Prequalified Bidder-Consorcio R&R (Benito Roggio + Rovella Carranza)-Argentina

Client / Grantor-ProInversión + MTC-Peru

The final award — expected Q2 2025 per latest ProInversión guidance — will pit Spanish, Chinese, Peruvian and Argentine operators against each other in one of Peru's most competitive concession tenders. CCCC's presence signals China's continued appetite for Andean highway concessions.

Development Progress-20%

 

 

Frequently Asked Questions: Peru’s infrastructure boom (2025–2026)

What is the total value of Peru’s top 10 infrastructure projects in 2025–2026?
Public estimates put the top 10 projects at ~US$54.5bn in combined capex. That pipeline spans rail, metro, port, highways and aviation—from large rail concepts (e.g., Chancay–Pucallpa) to PPP road programmes such as Longitudinal de la Sierra Tramo 4.

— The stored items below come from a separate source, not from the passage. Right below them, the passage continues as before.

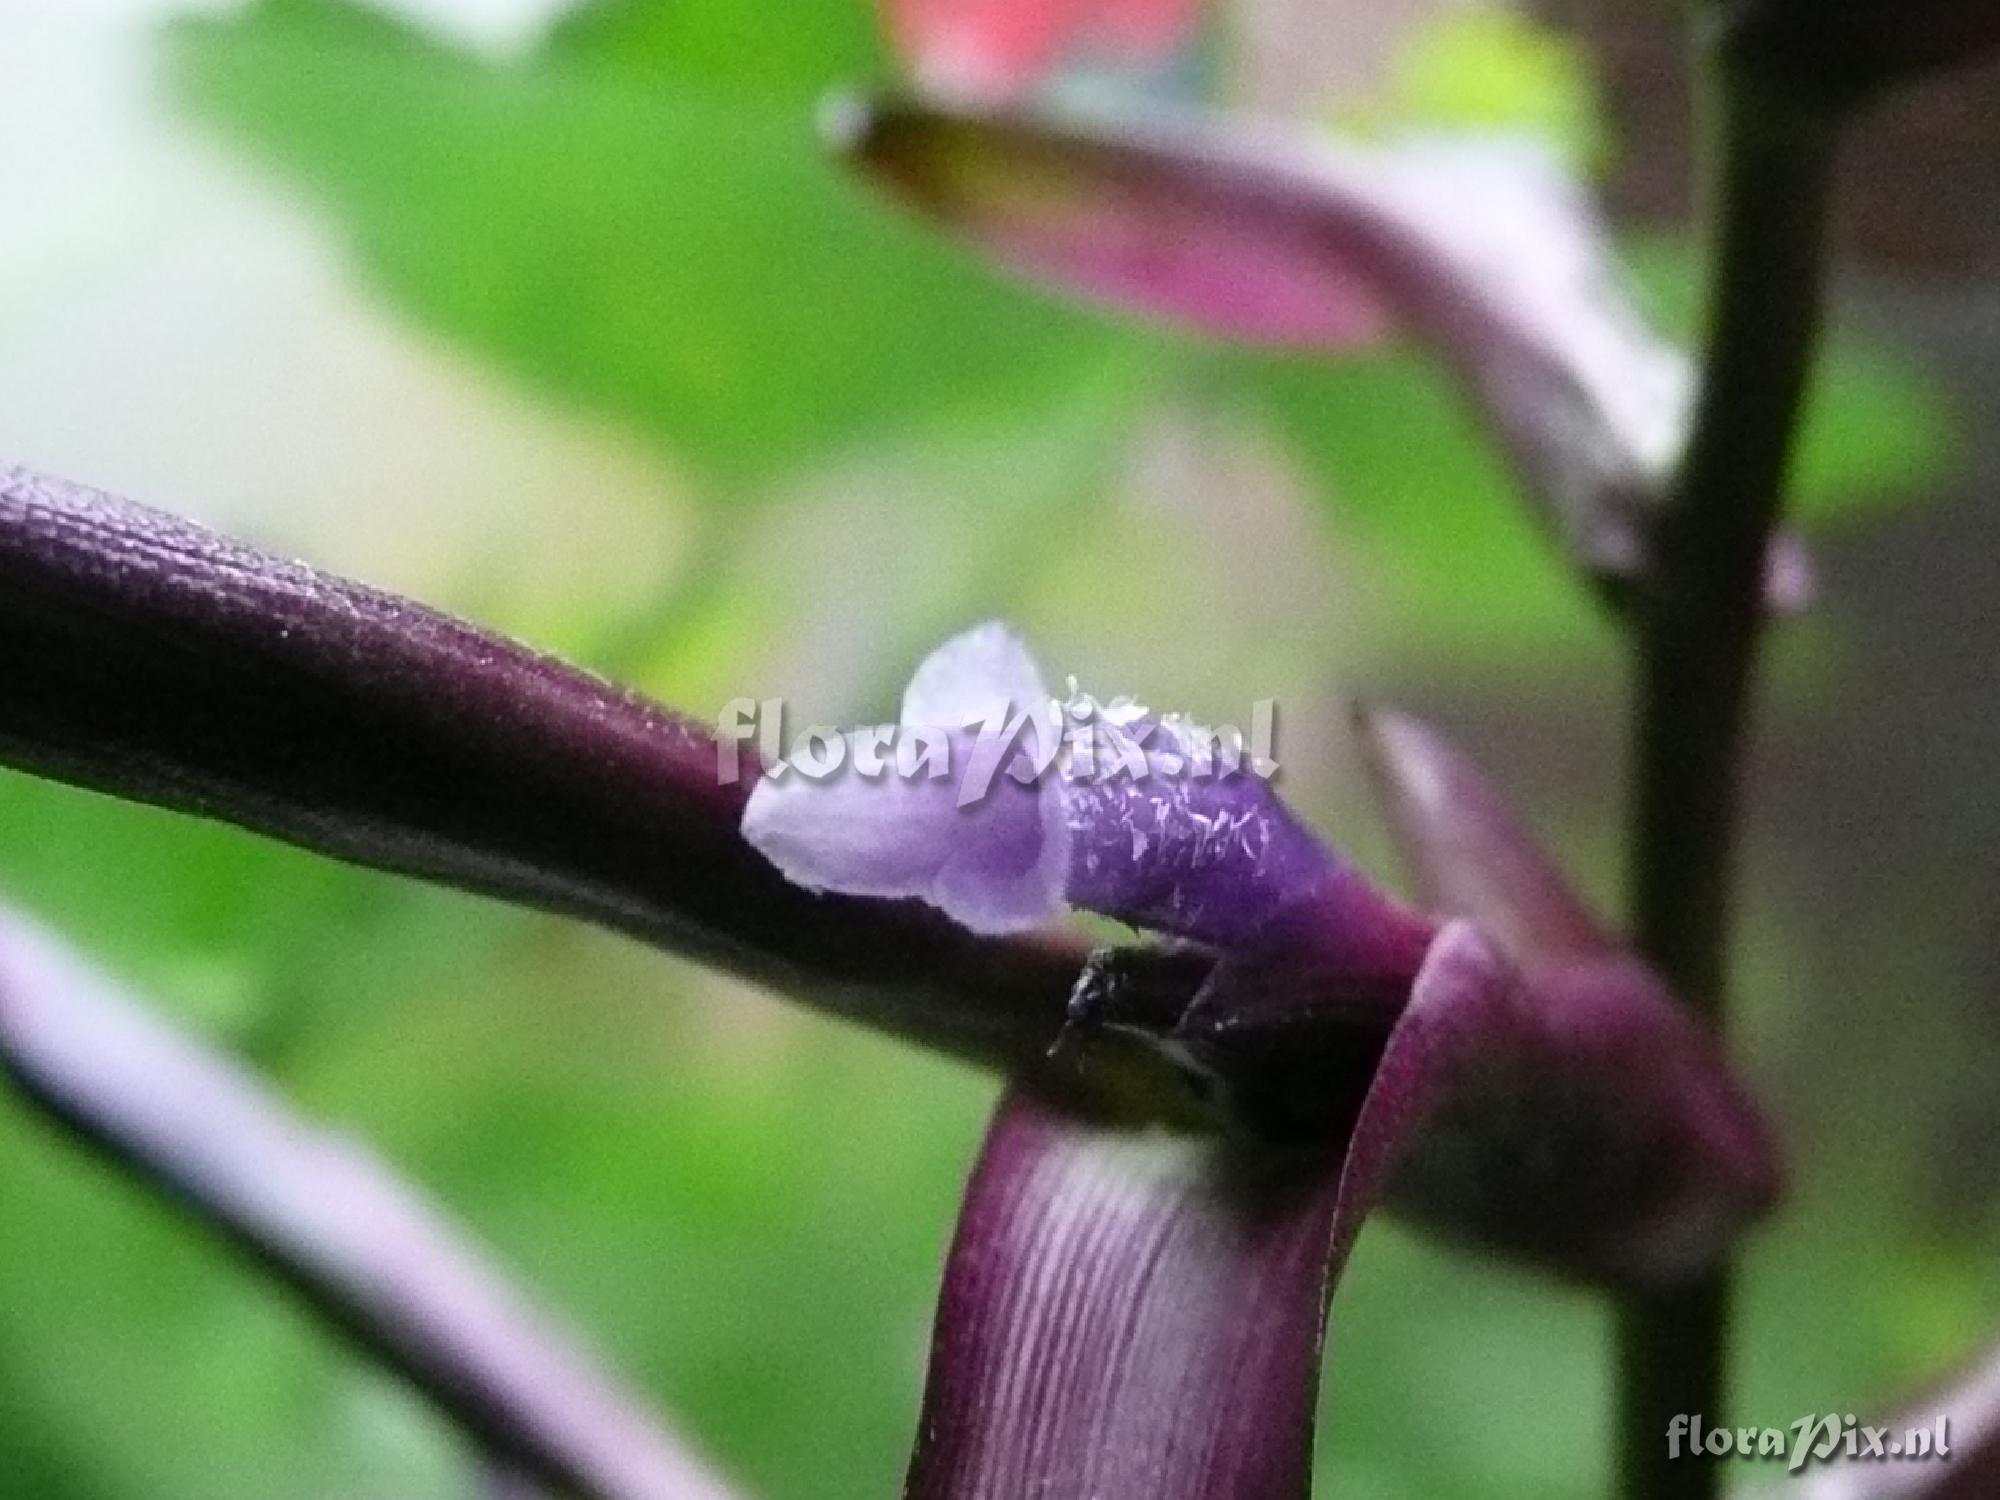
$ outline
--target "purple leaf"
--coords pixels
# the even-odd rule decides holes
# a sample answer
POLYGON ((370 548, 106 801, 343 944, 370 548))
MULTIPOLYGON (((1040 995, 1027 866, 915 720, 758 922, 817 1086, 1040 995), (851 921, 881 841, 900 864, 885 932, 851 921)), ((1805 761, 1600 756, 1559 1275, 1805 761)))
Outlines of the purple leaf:
POLYGON ((1442 735, 1386 709, 1357 709, 1355 728, 1423 906, 1479 923, 1530 976, 1620 951, 1514 810, 1442 735))
POLYGON ((1329 1081, 1317 1139, 1011 1093, 946 1266, 908 1500, 1306 1494, 1333 1282, 1476 1044, 1493 972, 1447 929, 1386 1047, 1329 1081))
MULTIPOLYGON (((1577 562, 1645 575, 1692 369, 1641 320, 1582 190, 1531 138, 1376 146, 1198 116, 854 100, 828 118, 859 166, 1037 279, 1257 344, 1410 335, 1458 376, 1577 562)), ((1771 570, 1772 607, 1802 607, 1796 541, 1771 570)))
POLYGON ((1712 1260, 1780 1179, 1727 1059, 1470 760, 1403 715, 1361 728, 1426 902, 1477 922, 1521 976, 1396 1205, 1585 1277, 1669 1280, 1712 1260))
POLYGON ((0 1069, 255 1256, 503 1465, 589 1500, 734 1493, 380 1163, 4 911, 0 1069))
POLYGON ((945 1272, 906 1495, 1303 1493, 1337 1181, 1011 1095, 945 1272))
POLYGON ((570 913, 1011 1066, 1084 950, 815 896, 702 726, 406 600, 0 469, 0 763, 570 913))

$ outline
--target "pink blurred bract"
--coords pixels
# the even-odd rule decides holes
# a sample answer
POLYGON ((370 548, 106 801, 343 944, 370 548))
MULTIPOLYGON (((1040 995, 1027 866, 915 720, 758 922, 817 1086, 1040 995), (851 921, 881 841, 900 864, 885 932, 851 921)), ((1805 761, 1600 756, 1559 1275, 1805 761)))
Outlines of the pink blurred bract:
POLYGON ((889 35, 928 87, 1018 97, 1075 60, 1153 66, 1187 39, 1197 0, 884 0, 889 35))

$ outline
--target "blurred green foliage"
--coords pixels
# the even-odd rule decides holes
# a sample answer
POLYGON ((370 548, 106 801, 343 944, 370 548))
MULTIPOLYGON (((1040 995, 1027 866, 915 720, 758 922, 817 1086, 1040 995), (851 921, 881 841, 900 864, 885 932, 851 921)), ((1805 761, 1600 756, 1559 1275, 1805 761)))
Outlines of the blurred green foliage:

Who built the Chancay megaport — and who operates it?
Construction (EPC): Consorcio CHECSAC-CCCC4TH (CCCC + CHEC).
Developer/operator: COSCO SHIPPING Ports (60%), with Volcan (40%) as minority shareholder. Phase 1 began operations in 2024 (as reported), with transit-time improvements to Asia commonly cited in project communications.

Who won the Anillo Vial Periférico concession in Lima?
A 30-year, ~US$3.4bn concession awarded to a Spanish consortium: Cintra/Ferrovial (35%), Sacyr (32.5%), and ACCIONA (32.5%). The agreement was signed with Peru’s transport authorities in late 2024, with construction widely expected to start from late 2025 (subject to final approvals and close).

Which companies are building Lima Metro Line 2?
The concession is held by Sociedad Concesionaria Metro de Lima Línea 2, with a delivery team that includes Dragados (ACS), Iridium/Vialia (FCC), Webuild, and COSAPI, plus Hitachi Rail for major systems/rolling stock packages (as structured in the concession). Initial passenger service has already started on a first section, with full completion targeted for the late 2020s (reported timelines).

Who built the new Jorge Chávez airport terminal in Lima?
Main terminal EPC: Inti PunkuSacyr (51%) + Cumbra Perú (49%).
Lead design: Cemosa Ingeniería y Control.
Second runway: Sacyr + GyM.
ATC tower & airside buildings: Wayra Consortium (Ferrovial + ACCIONA + JJC).
Operator: Lima Airport Partners (LAP), a Fraport subsidiary, delivering a ~US$2bn modernisation programme.

What delivery models is Peru using for mega-infrastructure?
Peru is running three models in parallel:

  • PPP concessions (e.g., major roads, metro lines) to bring in private capital and allocate risk contractually.

  • Government-to-Government (G2G) procurement to accelerate delivery (used since 2019; also discussed for future metro packages).

  • China-linked financing/BRI structures for strategic port/rail-linked developments (e.g., Chancay and related corridor concepts).